In total, the sale amounted to approximately $1.69 million. Following these transactions, Mosley holds 555,677 shares in Seagate Technology. For deeper insights into insider trading patterns and comprehensive analysis, including 8 additional ProTips, check out the full company research report on InvestingPro.
In other recent news, Seagate Technology has been the focus of several analyst updates and revisions. Northland analysts increased their price target for Seagate to $160, maintaining an Outperform rating after the company reported higher-than-expected earnings, largely due to increased gross margins. Rosenblatt Securities also raised their price target to $150, citing Seagate’s promising position at the start of a robust product and demand cycle, particularly with the introduction of higher density hard disk drives. Meanwhile, Morgan Stanley (NYSE:MS) lifted its target to $138, maintaining an Overweight rating, supported by a sustainable hard disk drive cycle and expectations of positive earnings per share revisions.

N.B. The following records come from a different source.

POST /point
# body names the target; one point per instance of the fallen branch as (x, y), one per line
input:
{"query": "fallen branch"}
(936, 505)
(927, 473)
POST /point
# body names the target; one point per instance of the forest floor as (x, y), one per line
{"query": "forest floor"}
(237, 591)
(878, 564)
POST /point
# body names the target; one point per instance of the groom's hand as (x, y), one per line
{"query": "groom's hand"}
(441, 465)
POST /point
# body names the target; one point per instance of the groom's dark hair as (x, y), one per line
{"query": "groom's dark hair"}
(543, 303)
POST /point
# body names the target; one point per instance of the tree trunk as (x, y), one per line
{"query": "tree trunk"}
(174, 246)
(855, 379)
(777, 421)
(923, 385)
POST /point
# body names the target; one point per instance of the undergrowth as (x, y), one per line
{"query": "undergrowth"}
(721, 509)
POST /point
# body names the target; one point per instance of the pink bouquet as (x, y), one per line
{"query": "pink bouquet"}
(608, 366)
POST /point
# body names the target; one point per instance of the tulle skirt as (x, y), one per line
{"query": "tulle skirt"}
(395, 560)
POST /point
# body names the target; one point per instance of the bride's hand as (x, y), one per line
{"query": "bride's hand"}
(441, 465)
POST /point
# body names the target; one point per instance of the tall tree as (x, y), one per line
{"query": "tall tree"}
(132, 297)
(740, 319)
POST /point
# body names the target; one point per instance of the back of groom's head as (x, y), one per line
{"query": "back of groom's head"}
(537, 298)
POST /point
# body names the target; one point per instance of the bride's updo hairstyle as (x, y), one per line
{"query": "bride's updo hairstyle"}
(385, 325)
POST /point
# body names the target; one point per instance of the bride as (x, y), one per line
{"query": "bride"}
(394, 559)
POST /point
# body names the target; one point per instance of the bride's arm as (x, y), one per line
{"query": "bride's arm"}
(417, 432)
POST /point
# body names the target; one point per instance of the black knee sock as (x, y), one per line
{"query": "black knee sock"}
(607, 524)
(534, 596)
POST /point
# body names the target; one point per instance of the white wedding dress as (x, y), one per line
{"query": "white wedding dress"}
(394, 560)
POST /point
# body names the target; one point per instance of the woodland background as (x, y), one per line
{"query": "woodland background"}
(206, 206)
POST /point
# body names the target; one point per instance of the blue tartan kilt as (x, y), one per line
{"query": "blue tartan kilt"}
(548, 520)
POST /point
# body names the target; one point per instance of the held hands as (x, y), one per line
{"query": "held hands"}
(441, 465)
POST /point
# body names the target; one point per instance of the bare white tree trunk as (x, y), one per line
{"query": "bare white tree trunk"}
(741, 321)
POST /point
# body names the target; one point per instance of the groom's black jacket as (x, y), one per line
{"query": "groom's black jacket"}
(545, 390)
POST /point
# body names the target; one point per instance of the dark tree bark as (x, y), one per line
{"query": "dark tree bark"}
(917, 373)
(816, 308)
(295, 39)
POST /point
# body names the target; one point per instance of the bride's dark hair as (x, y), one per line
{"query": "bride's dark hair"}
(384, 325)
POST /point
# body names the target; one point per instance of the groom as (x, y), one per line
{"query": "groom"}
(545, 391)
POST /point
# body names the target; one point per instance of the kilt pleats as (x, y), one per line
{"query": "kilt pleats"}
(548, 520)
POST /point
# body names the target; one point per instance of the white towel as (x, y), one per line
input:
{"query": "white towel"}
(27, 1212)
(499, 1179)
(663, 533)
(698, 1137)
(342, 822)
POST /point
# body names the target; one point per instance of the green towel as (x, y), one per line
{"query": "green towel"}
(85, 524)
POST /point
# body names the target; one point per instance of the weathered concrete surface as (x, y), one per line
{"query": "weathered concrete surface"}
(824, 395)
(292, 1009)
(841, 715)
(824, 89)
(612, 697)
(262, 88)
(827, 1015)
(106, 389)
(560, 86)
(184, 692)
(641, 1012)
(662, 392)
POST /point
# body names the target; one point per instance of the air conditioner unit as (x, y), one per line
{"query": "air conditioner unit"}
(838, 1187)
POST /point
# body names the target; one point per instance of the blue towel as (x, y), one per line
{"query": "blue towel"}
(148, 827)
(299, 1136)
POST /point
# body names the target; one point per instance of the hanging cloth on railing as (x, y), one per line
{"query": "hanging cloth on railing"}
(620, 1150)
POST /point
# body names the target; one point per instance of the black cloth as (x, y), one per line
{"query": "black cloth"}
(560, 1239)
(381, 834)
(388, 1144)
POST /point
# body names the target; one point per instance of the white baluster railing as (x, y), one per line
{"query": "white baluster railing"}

Citi, however, adjusted their price target down to $115 while maintaining a Buy rating, reflecting changes in their financial model to include the global minimum tax’s impact starting in fiscal year 2026. Despite the lower target, Citi remains optimistic about the hard disk drive market, noting stable production plans and strong demand. The firm also highlighted the positive impact of Heat-Assisted Magnetic Recording technology on gross margins.
These recent developments underscore a mix of optimism and caution among analysts regarding Seagate Technology’s future performance. The varying price targets and ratings reflect differing views on how the company will navigate upcoming challenges and opportunities in the data storage market. Investors are closely watching these updates as they assess Seagate’s potential for growth and profitability.